Latest economic data published by a US-based Liberian group rates the regime of ex-president Charles Taylor as recording the highest growth or GDP of 106.28% with an average of 39.76% against five successive administrations, including President Ellen Johnson-Sirleaf.
The report published by the Liberia Institute of Public Integrity or LIPI for short, was compiled by a group of controversial individuals, including Liberia’s ex-Auditor General John Morlu, his former media officer Ernest Maximore, Aloysius Toe, Dan Saryee, former TRC Commissioner Massa Washington and former TRC Chairperson Cllr. Jerome Viedier, among others. It detailed that Liberia’s GDP grew annually under the Taylor regime by 106.28 from December 1997 to 31.89% in December 2002, ranking as the highest economic performer ever in the history of the country from the Tubman administration to present.

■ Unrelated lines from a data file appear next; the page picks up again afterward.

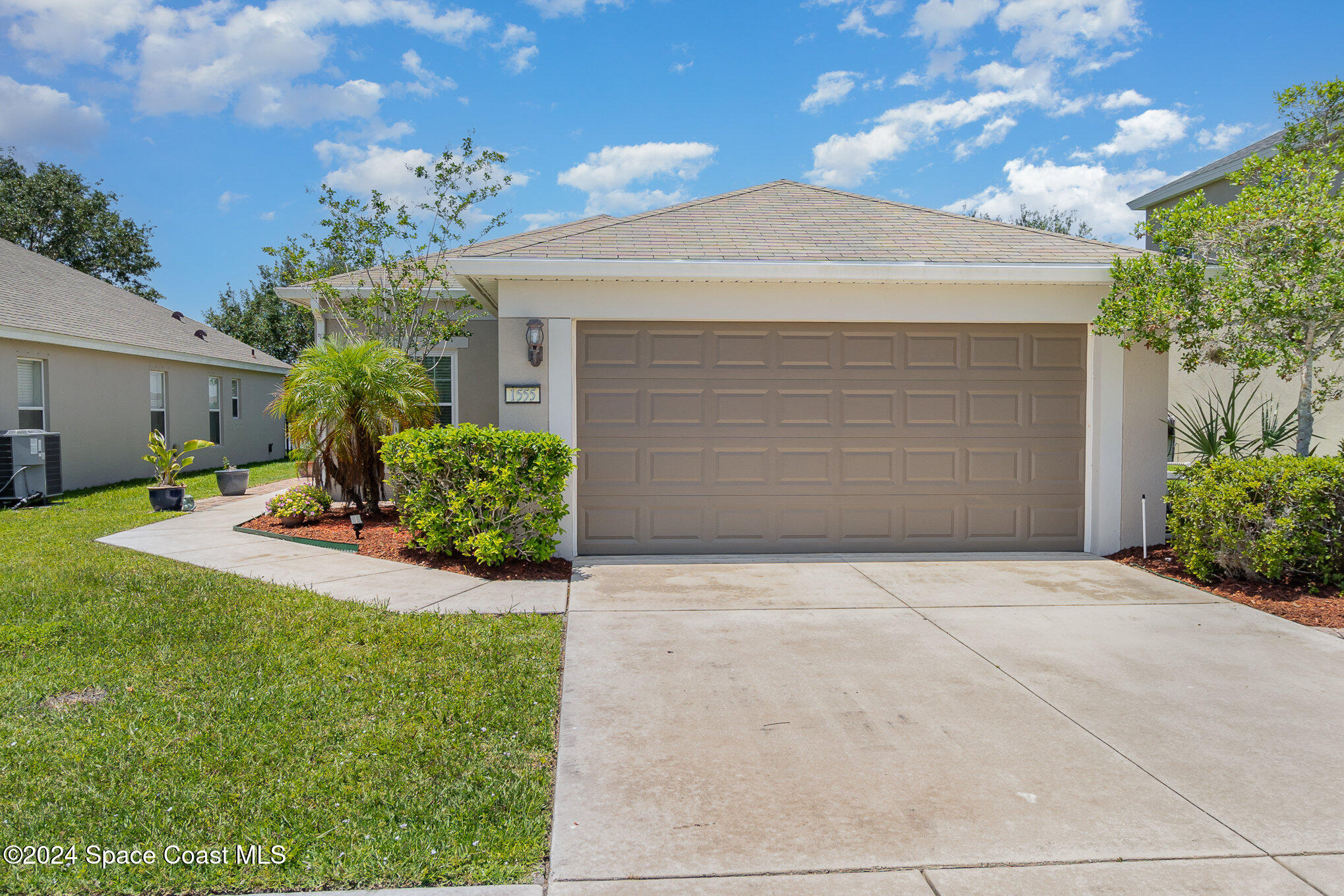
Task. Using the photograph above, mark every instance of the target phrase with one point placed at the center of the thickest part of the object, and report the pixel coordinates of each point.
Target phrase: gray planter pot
(167, 497)
(231, 481)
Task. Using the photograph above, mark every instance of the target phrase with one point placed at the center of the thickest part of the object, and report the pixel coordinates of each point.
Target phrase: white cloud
(831, 88)
(1149, 129)
(538, 220)
(608, 175)
(1100, 195)
(1122, 100)
(1068, 28)
(62, 31)
(555, 9)
(858, 23)
(383, 168)
(520, 59)
(847, 160)
(993, 133)
(427, 82)
(301, 105)
(1222, 137)
(269, 58)
(945, 20)
(37, 116)
(229, 199)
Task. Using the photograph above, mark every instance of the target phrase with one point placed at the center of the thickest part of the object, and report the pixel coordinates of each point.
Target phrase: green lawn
(379, 750)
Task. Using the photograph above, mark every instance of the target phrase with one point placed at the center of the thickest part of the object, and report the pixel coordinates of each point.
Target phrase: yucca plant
(1225, 425)
(343, 398)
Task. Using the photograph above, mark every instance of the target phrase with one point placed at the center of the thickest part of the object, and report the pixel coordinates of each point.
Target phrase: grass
(378, 748)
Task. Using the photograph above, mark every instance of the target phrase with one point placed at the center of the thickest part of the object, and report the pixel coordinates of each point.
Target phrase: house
(1186, 388)
(105, 367)
(792, 369)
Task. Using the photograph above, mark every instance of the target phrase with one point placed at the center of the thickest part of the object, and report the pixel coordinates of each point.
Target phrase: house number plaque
(523, 394)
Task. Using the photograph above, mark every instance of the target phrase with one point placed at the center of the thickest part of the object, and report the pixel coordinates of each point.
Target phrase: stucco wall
(479, 392)
(1144, 446)
(100, 405)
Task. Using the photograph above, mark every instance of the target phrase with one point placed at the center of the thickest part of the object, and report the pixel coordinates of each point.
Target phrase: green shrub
(489, 493)
(1262, 518)
(307, 501)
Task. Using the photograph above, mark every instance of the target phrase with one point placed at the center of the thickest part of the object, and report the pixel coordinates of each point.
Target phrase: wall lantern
(534, 342)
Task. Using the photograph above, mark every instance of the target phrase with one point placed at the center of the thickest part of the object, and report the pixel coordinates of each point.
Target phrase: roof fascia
(475, 269)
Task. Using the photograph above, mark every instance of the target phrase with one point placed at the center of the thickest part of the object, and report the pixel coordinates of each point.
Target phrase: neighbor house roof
(1211, 172)
(45, 301)
(791, 222)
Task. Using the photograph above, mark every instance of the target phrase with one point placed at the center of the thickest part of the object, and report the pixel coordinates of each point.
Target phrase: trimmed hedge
(1262, 519)
(492, 494)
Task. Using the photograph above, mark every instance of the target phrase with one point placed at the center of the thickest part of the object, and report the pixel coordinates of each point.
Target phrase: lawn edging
(348, 547)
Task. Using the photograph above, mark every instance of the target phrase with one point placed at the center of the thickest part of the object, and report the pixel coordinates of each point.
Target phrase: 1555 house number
(522, 394)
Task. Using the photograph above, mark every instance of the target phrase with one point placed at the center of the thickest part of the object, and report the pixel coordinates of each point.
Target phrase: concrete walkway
(952, 726)
(206, 539)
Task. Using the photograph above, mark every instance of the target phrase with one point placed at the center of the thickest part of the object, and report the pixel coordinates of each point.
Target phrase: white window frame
(160, 410)
(42, 369)
(217, 411)
(450, 356)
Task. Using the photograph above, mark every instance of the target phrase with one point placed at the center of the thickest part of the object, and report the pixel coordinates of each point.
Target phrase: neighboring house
(104, 367)
(791, 369)
(1187, 387)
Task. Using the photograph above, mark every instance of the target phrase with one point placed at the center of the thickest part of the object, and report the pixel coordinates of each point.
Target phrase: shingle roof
(502, 243)
(1209, 173)
(42, 295)
(789, 222)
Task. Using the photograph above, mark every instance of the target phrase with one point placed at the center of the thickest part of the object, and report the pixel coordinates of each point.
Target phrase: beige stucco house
(1187, 387)
(791, 369)
(102, 367)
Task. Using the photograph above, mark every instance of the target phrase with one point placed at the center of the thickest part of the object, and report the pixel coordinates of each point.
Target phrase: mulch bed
(1300, 602)
(383, 538)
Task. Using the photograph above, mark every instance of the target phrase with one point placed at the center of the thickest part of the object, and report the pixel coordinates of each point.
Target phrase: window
(32, 396)
(159, 403)
(214, 410)
(441, 373)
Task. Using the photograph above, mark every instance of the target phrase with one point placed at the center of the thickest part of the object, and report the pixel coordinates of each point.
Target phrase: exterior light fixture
(534, 342)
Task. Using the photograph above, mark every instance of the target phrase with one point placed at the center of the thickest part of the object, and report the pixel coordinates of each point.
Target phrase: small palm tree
(342, 398)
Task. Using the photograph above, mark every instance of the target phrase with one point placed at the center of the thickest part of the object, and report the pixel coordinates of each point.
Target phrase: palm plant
(1223, 425)
(342, 398)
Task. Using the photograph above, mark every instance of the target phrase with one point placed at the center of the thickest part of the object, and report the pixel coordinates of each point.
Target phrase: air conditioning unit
(30, 465)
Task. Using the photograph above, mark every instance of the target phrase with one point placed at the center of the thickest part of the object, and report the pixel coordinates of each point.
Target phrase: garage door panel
(831, 352)
(625, 524)
(709, 437)
(968, 409)
(656, 465)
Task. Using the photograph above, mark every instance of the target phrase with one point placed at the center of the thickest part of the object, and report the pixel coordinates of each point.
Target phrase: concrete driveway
(965, 725)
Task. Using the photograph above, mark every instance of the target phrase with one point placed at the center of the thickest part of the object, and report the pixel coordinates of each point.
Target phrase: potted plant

Comparatively, it revealed that Liberia’s annual GDP rate under Madam Ellen Johnson-Sirleaf grew by 7.80% in December 2006 to 7.20% by December 2013 with an annual rate of 7.16% far below the Taylor regime. The report has created room for debate, giving the characters involved in its compilation and the circumstances and period in which the various administrations served, including the current President.
John Morlu, whose work at the General Auditing Commission left much to be desire in terms of professional standards and best practices, eventually became a bitter political enemy of President Sirleaf, taking on the government in the press, generalizing that the Sirleaf administration was 10 times corrupt as then ex-interim chairman Charles Gyude Bryant few days after he took over as Liberia’s Auditor General.
Paradoxically, Aloysius Toe was a leading critic of the Taylor regime, accusing the government of corruption, lack of accountability, human rights abuse and bad governance, among others. Yet he is part of a report that has graded the same regime as the best economic performer in the history of Liberia. How possible was this when the Taylor regime was characterized by war-MODEL, ULIMO, and LURD; civil servants salary was less than US$20, while infrastructure development was abandoned for resource exploitation and merry-making.
Additionally, the Taylor regime saw no significant investment, as compare to the present administration which has recorded at least over US10 billion in investment, with an annual budget now over half a billion United States Dollar against Taylor’s less than US100 million.
Lest we should forget, statistical data can become confusing and meaningless unless one understands the sample space from which conclusions are derived. The economy under Taylor as most Liberians are aware, including Toe himself, was singlehandedly directed from ‘white flower’ with foreign business cronies serving as benefactors at the detriment of the common people. Taylor placed the people under the illusion that with free and cheap food Liberia was socially and economically better. But in reality, the people were held in poverty and bondage, with prostitution taking over the society.
Perhaps what the report failed to capture is that unlike under the Taylor fiefdom when Liberia was treated as a personal property, the picture under Madam Sirleaf has widened with socio-economic development as top priority over personal luxury. Taylor never thought of repairing hydro, providing pipe borne water or paving roads and building bridges and health institutions, key priorities which when placed on the national development agenda of any nation, make growth to appear as insignificant.
We at the New Dawn believe that the authors this report should take a relook at the figures and redo the data and come up with a report that would reflect the reality taking into account factors add up to economic growth.